2. Automatic Exclusion Window
Relying on Henderson, the panel rejected any obligation to enquire whether each plea hearing was scheduled “promptly.” Thus, from the minute each co-defendant filed an NOD until that defendant’s plea hearing concluded, all days were excludable.
3. Spill-Over to Non-Moving Defendants
Section (h)(6) extends exclusions to joined defendants so long as the delay is “reasonable.” The majority approved the district court’s application of Vogl:
- Factor 1 – Custody status: Cervantes was detained (cuts against exclusion).

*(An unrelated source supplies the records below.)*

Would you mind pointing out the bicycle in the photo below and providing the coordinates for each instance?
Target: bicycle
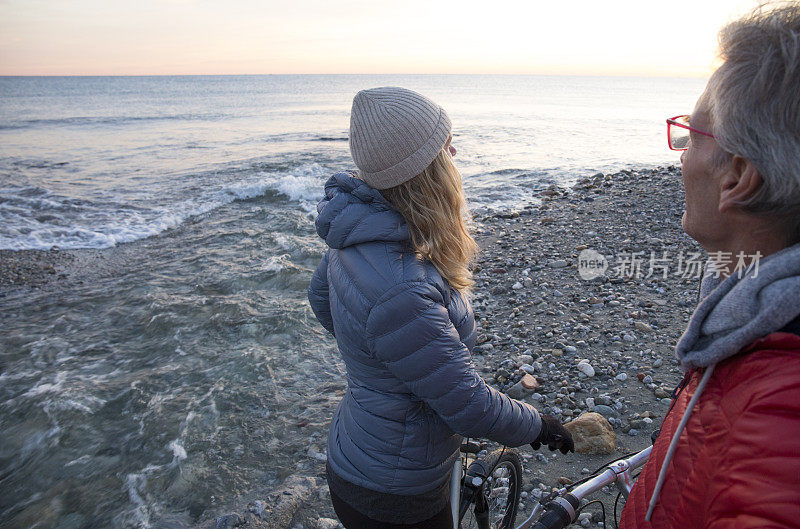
(486, 495)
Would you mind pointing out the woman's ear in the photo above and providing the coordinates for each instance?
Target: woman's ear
(739, 183)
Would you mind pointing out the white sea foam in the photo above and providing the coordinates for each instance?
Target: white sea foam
(36, 219)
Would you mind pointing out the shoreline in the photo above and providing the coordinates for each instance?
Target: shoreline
(534, 313)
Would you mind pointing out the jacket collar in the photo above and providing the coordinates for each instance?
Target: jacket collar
(352, 213)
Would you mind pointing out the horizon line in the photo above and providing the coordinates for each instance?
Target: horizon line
(352, 74)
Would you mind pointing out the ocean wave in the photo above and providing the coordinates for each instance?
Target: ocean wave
(108, 120)
(33, 218)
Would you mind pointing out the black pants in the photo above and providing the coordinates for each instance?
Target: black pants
(352, 519)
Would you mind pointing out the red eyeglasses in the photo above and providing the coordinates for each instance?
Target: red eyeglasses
(678, 132)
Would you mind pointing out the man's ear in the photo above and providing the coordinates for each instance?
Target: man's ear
(741, 182)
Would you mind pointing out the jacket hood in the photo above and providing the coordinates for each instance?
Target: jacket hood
(735, 312)
(352, 213)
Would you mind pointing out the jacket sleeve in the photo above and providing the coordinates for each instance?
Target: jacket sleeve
(410, 331)
(318, 295)
(758, 488)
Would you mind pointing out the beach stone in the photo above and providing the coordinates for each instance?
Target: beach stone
(661, 393)
(592, 434)
(327, 523)
(229, 521)
(281, 505)
(605, 411)
(523, 388)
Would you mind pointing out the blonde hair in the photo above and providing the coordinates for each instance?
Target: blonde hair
(435, 210)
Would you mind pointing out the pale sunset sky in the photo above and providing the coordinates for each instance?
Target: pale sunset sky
(575, 37)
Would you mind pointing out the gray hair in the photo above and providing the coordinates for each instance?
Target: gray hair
(754, 101)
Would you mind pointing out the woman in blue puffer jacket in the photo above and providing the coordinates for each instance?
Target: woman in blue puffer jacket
(392, 289)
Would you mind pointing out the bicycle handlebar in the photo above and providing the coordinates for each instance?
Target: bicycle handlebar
(561, 512)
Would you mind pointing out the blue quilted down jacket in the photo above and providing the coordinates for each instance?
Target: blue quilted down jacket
(405, 337)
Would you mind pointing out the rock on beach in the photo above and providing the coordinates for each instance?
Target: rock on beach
(592, 434)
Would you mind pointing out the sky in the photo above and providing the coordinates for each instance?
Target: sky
(556, 37)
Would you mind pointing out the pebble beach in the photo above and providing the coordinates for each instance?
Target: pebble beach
(602, 345)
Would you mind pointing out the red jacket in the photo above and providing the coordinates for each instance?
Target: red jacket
(737, 463)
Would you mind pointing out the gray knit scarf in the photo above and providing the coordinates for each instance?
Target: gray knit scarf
(735, 312)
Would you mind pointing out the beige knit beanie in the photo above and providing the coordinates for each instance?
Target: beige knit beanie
(395, 134)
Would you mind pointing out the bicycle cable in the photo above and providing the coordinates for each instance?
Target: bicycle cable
(602, 509)
(616, 522)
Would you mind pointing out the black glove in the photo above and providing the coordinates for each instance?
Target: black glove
(554, 435)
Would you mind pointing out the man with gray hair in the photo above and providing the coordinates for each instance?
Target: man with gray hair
(728, 452)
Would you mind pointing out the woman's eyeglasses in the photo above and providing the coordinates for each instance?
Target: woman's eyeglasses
(678, 132)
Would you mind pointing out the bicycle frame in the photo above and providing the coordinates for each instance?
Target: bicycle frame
(618, 473)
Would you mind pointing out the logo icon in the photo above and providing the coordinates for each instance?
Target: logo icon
(591, 264)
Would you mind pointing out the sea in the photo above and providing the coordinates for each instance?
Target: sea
(185, 370)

- Factor 2 – Diligence: He cooperated in continuances and never sought severance (cuts in favor of exclusion).
- Factor 3 – Judicial efficiency: A multi-defendant conspiracy trial would conserve resources; additionally future arrests or plea withdrawals were possible (cuts in favor).

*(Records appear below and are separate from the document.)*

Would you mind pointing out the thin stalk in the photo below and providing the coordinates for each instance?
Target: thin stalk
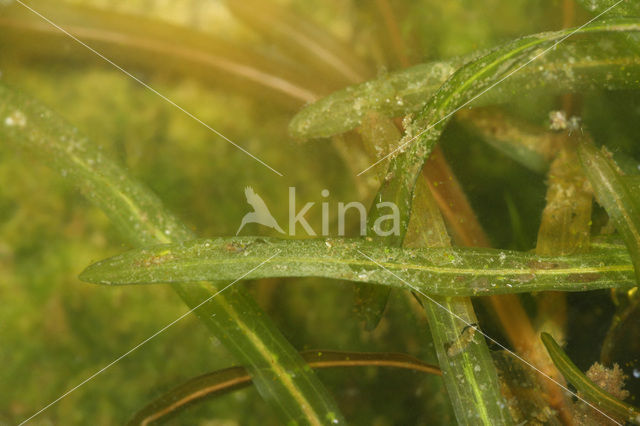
(229, 379)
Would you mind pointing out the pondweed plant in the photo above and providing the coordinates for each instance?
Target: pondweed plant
(110, 96)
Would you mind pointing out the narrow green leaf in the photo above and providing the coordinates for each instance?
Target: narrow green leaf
(443, 271)
(589, 390)
(625, 8)
(530, 145)
(615, 195)
(487, 77)
(233, 378)
(280, 374)
(597, 60)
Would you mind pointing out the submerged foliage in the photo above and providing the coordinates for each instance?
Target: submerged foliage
(405, 82)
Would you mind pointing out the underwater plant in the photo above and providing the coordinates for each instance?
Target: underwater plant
(479, 209)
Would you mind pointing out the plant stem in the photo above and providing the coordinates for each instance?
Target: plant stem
(280, 374)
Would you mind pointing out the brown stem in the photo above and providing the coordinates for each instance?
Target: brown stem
(233, 378)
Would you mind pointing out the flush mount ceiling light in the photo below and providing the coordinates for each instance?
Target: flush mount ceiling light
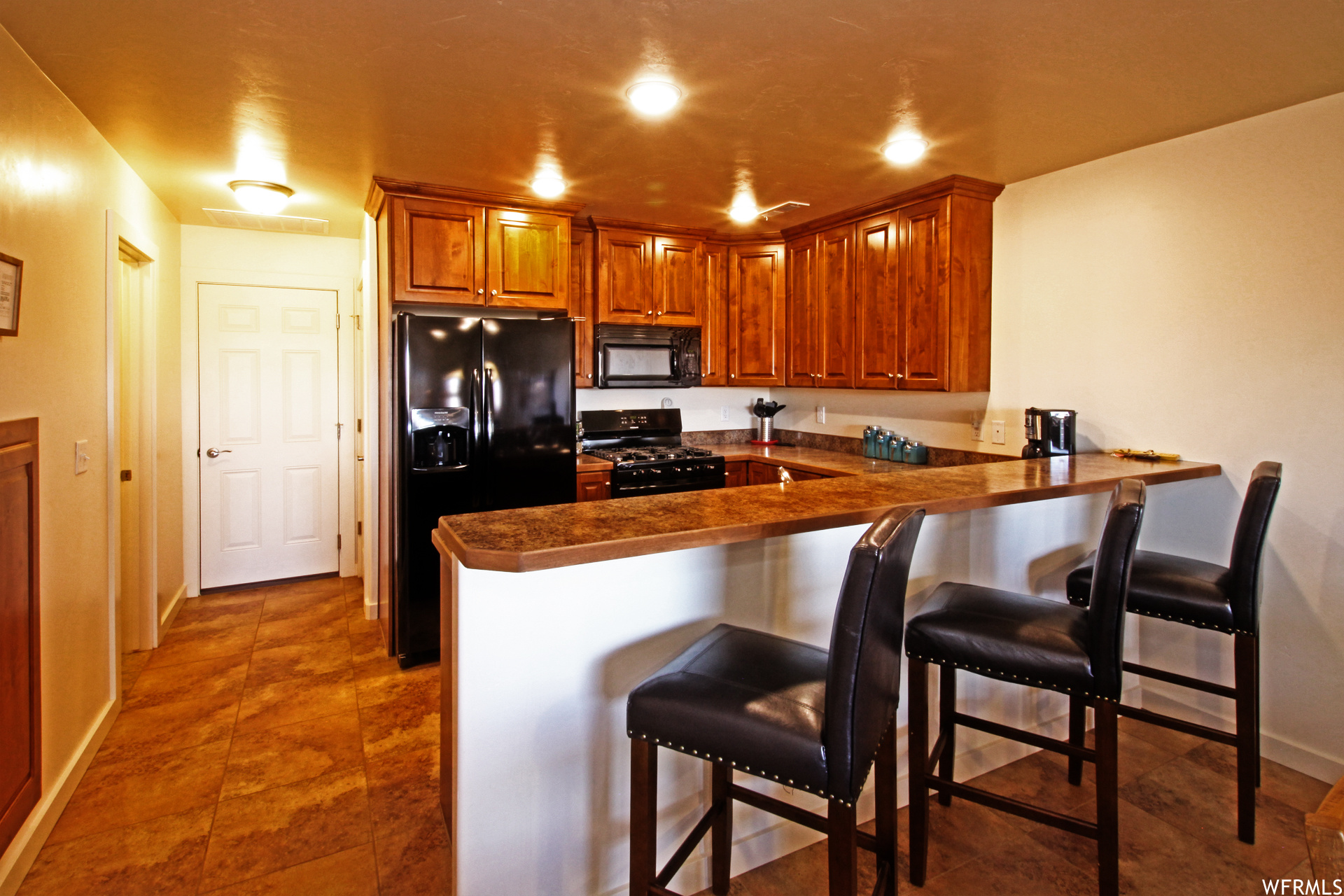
(654, 97)
(261, 197)
(549, 186)
(905, 149)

On balance the 520-day period was “reasonable,” especially since co-defendant NODs were pending at all times; there were no “gaps” in exclusion.

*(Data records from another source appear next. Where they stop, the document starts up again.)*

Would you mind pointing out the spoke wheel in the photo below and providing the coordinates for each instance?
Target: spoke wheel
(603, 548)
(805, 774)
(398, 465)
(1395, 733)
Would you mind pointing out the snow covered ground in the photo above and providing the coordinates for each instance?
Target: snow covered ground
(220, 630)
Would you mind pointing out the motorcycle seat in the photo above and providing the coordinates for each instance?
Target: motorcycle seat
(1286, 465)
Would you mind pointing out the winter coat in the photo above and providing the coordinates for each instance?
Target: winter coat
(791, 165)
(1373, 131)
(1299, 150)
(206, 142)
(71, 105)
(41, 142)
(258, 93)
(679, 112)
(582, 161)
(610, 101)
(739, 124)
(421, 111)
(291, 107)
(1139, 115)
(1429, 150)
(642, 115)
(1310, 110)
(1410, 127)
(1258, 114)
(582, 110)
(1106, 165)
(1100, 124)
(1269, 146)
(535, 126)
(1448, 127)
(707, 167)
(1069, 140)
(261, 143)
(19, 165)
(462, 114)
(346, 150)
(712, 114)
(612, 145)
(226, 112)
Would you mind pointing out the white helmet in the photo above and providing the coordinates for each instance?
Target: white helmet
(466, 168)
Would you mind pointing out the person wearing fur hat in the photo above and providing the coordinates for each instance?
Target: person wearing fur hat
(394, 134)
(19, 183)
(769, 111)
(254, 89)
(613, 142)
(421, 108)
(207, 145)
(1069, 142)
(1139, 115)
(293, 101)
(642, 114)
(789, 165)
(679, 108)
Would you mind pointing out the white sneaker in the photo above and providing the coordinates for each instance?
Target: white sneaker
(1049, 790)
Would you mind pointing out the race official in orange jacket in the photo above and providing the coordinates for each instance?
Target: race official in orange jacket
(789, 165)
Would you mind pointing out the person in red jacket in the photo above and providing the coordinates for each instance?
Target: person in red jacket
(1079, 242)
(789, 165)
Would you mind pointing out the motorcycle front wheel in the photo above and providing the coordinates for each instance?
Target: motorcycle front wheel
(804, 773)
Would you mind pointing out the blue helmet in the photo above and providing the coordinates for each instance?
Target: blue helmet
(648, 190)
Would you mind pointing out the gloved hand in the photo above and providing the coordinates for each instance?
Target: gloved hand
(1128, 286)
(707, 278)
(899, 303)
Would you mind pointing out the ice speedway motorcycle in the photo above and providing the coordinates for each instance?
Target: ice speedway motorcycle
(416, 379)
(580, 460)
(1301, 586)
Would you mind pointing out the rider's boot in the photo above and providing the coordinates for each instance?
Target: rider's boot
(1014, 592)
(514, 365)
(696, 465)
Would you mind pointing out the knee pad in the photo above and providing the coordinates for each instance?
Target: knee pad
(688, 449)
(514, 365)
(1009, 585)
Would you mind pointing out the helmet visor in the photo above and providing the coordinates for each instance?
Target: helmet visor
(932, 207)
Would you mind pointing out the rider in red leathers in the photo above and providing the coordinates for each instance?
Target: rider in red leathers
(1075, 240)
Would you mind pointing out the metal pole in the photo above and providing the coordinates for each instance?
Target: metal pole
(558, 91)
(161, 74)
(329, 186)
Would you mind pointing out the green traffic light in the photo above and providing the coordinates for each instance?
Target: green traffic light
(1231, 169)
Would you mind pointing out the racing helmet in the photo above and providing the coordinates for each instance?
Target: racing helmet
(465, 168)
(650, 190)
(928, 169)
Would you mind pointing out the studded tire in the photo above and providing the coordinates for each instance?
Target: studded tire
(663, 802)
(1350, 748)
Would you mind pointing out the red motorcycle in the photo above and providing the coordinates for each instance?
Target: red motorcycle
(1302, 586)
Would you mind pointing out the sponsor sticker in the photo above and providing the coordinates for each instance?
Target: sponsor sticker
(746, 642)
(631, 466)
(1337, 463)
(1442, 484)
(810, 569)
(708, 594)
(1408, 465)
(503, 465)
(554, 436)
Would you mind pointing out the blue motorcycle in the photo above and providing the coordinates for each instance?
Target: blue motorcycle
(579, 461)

(C) Potential Impact of the Judgment
- Lengthy Rolling Pleas Endorsed – District courts within the Tenth Circuit now have explicit appellate approval to exclude protracted periods—well over a year—when sequential NODs are filed in large conspiracies.
- Incentive to Seek Severance – The decision underscores that defendants who do not seek severance will face an uphill battle challenging STA exclusions tied to co-defendants.
- Judicial Resource Rationale Strengthened – Cervantes validates district courts’ forward-looking speculation (e.g., fugitives might be captured) when assessing efficiency under Vogl, even if ultimately only one defendant goes to trial.
- Limited Scope for “Prompt Disposition” Argument – Efforts to carve out a reasonableness check within § 3161(h)(1)(D) are effectively foreclosed absent Supreme Court intervention or statutory amendment.
Complex Concepts Simplified
- Speedy Trial Act (STA)
- A federal statute guaranteeing that a criminal trial begins within 70 days of indictment or first appearance. The clock pauses (is “excluded”) for various events, such as motions or co-defendant proceedings.
- Notice of Disposition (NOD)
- A filing notifying the court that a defendant intends to change his plea, typically from not guilty to guilty. It triggers a change-of-plea hearing.
- Excludable Time
- Days that do not count toward the 70-day STA limit, usually because of motions, continuances, or proceedings involving co-defendants.
- § 3161(h)(1)(D)
- Excludes “delay resulting from any pre-trial motion, from the filing of the motion through the conclusion of the hearing on … such motion.”
- § 3161(h)(6)
- Excludes a “reasonable period of delay” when defendants are joined for trial with co-defendants whose STA clock has not yet run, absent severance.
- Henderson Rule
- All time between filing and hearing of a motion is excluded; no separate inquiry into “promptness.”
- Vogl Factors
- Three-part test for reasonableness of co-defendant delay: (1) custody status, (2) defendant’s diligence in seeking speedy trial, (3) efficiency in joint trial.
Conclusion
United States v. Cervantes fortifies the doctrinal edifice on which multi-defendant conspiracy cases rest. By reaffirming that (i) NODs are pre-trial motions, (ii) the entire interval through plea hearings is excludable without additional “promptness” scrutiny, and (iii) protracted, rolling plea hearings can be “reasonable” under § 3161(h)(6), the Tenth Circuit gives prosecutors and trial courts wide berth to manage complex dockets. For defendants, the opinion is a cautionary tale: invoke severance early, press for firm trial dates, or risk seeing the STA clock effectively frozen while co-conspirators work out their pleas.